20211110

Como não escorregar na casca da banana



Andava pelo bairro sonhando em cantar como Dio no Black Sabbath que rolava no fone quando comecei a ouvir vozes na cabeça. “Atravessa a rua, atravessa a rua”, alternavam-se em jogral. Intrigado, obedeci. Na calçada oposta, tinha uma casca de banana já meio escurecida. Fingi que ia amarrar o cadarço e me abaixei para observar melhor os efeitos da decomposição. As manchinhas pretas eram, na verdade, letras que formavam palavras que formavam frases. “Nunca foi uma excelente cantora” e “era gordinha e brigava com a balança”, identifiquei.

Ainda procurando algum significado para aquelas inscrições, uma das vozes explicou que faziam parte de uma análise da trajetória de Marília Mendonça publicada em um grande jornal. Reclamou que nem morta a mulher deixava de ser avaliada pelo peso; que se fosse um homem ninguém ia falar da barriga dele; que a luta contra a objetificação do corpo feminino pelo patriarcado é uma guerra diária; que normalizar esse tipo de ataque gratuito, covarde, ofensivo, machista e misógino ajudava a legitimar o show de horrores do Brasil atual. “E ela cantava superbem”, arrematou.

Outra voz reagiu. Defendeu que as tais menções apareciam no 10º e do 11º parágrafos de um longo artigo elogioso sobre as marcas e a importância dela não só para o sertanejo, como também para a música nacional; que a abordagem ao seu peso estava inserida em um contexto de ditadura estética que discriminava a própria artista; que ela mesma divulgava seus regimes, dietas e procedimentos para emagrecer; que o tribunal da internet confundia fato com opinião e jornalismo com textão canonizante para redes sociais. “O resto é gosto pessoal, concorde-se ou não”, decretou.

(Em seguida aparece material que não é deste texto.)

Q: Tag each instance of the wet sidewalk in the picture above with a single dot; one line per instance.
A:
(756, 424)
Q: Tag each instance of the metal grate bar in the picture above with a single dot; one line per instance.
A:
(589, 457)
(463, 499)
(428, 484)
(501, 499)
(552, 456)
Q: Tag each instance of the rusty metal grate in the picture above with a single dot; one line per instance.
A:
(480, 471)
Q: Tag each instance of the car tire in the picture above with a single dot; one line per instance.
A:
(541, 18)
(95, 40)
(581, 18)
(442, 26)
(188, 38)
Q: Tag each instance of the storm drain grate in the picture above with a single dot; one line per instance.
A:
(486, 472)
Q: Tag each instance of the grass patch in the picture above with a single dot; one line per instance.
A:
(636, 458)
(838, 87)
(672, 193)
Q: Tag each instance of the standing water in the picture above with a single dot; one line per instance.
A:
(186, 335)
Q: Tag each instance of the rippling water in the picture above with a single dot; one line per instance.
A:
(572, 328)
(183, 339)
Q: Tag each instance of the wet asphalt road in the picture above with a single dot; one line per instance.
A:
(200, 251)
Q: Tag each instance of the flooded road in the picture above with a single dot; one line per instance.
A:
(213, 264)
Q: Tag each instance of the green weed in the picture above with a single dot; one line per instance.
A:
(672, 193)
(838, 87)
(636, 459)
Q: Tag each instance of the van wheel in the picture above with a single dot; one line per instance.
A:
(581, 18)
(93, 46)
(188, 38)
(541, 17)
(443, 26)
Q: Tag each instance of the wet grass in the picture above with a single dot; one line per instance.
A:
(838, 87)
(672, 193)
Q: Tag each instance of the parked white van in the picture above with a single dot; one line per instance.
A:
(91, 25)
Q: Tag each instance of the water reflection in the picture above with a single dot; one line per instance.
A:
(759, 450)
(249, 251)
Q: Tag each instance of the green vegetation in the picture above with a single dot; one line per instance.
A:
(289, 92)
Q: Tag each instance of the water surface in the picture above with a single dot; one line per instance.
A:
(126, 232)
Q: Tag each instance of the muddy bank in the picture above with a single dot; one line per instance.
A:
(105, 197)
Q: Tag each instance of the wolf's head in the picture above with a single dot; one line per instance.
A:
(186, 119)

Munidas de suas razões, ambas as vozes exigiam que eu me manifestasse. Eu poderia me alinhar aos que pregavam o linchamento do autor por um crime imprescritível e condená-lo ao banimento eterno. Eu poderia relativizar a gritaria e acreditar que os trechos isolados não refletiam o tom do artigo. Nas duas hipóteses, eu deveria ler o texto inteiro antes de me posicionar. Ao pegar o celular para acessar o link, vi a bolinha vermelha sinalizando uma nova mensagem no WhatsApp. Fora enviada por um número desconhecido que começava com 1, seguido de 876, mais sete algarismos.

Abri. Era o Bob Marley da Casca de Banana. Em uma tradução livre do patoá jamaicano, dizia mais ou menos assim: “A Babilônia não tá interessada no que tu acha e muito menos se tu tá no teu lugar de fala [‘situated knowledge’, no original], só quer que tu escorreggae. Em vez de jogar xadrez com pombos, te liga nos três passarinhos e tudo vai dar certo, man.” Teclei “obrigado, Bob da Banana!” e estava pronto para prosseguir a caminhada, mas ele queria papo. Primeiro, mandou um joinha. Depois, avisou que havia sido feito um depósito na minha conta e pediu que eu confirmasse o PIX para recebimento clicando no link informado.